Independent trial affirms potential of Chemeq’s antimicrobial

By Graeme O'Neill
Thursday, 20 May, 2004

An independent trial of the polymeric antimicrobial developed by Perth pharmaceutical company Chemeq (ASX:CMQ) has confirmed the drug’s potential to improve disease control in the poultry industry, while transforming its knife-edge economics.

The trial, involving 2160 day-old broiler chickens, was conducted at a farm owned by one of Australia’s biggest poultry producers.

The randomised trial, which compared the CHEMEQ antimicrobial with the global poultry industry’s most widely used growth promoter, the antibiotic avilomycin, showed that the Chemeq product improved weight gain by an average of 2.5 per cent over the 39-day trial, and reduced mortality by 25 per cent.

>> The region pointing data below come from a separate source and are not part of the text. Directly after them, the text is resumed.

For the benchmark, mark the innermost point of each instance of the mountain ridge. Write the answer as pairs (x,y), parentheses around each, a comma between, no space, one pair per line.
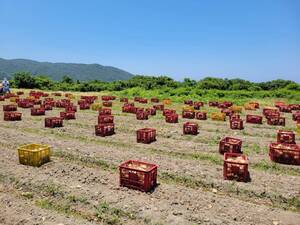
(56,70)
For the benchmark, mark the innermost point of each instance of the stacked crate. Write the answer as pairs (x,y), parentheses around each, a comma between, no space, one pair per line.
(142,115)
(201,115)
(188,114)
(146,135)
(218,116)
(9,108)
(155,100)
(138,175)
(53,122)
(105,126)
(190,128)
(255,119)
(37,111)
(230,144)
(236,167)
(12,116)
(285,150)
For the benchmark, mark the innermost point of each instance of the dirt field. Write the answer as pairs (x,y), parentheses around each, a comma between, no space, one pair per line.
(81,183)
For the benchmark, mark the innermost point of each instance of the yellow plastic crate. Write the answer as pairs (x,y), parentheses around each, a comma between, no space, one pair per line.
(236,109)
(34,154)
(167,102)
(218,116)
(96,106)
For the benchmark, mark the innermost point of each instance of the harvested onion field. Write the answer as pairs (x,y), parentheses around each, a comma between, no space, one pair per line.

CHEMEQ-treated female birds were 50 grams heavier than avilomycin treated birds, while males were 55 grams heavier – the average for both sexes was 51 grams.

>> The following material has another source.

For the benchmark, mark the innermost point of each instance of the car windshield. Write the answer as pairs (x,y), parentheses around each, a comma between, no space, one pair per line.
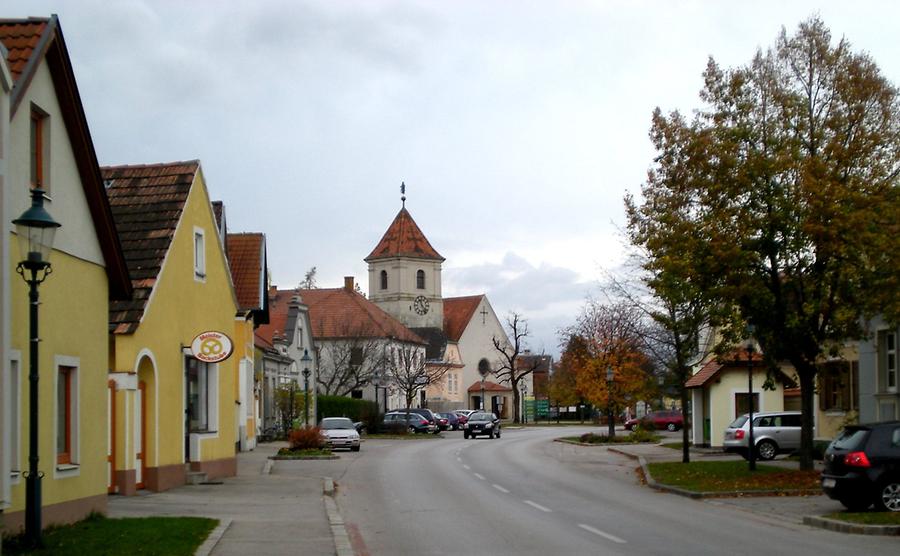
(739,422)
(337,423)
(850,439)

The mortality rate among avilomycin-treated birds was 4 per cent, compared with 3 per cent for the CHEMEQ cohort.

The CHEMEQ-treated birds had a significantly reduced feed conversion ratio - a measure of weight gain per unit weight of food consumed - 1.595:1, compared with 1.672:1.

The Performance Efficiency Factor (PEF) of the CHEMEQ-treated birds was 26 points – PEF is an aggregate measure of feed conversion efficiency, weight gain and mortality.

Chemeq’s founder and MD, Dr Graham Melrose, says that the poultry producer involved in the trial was “very impressed” by the result. In the poultry industry, a profit increase of just 1 per cent is highly significant. Profit margins for producers are razor thin – they receive only about 35 per cent for a bird that may retail for $7.

Melrose says his company’s product will sell at a premium over the current price of avilomycin, but on a weight-for-weight basis, the protective concentration of the CHEMEQ antimicrobial is only 3mg/kg, compared with 15mg/kg for avilomycin.

Around the world, government health authorities are seeking to wean the livestock industries away from the use of antibiotics as growth promoters.

There is strong scientific evidence that the indiscriminate use of antibiotics in the livestock industries selects for resistant microbes which that subsequently pass their resistance genes to pathogenic microbes in humans. The resulting infections cannot be treated with frontline antibiotics. The use of the antibiotic avoparcin in the poultry industry for example, has been linked to the emergence of vancomycin-resistant enteric bacteria in the world’s hospitals.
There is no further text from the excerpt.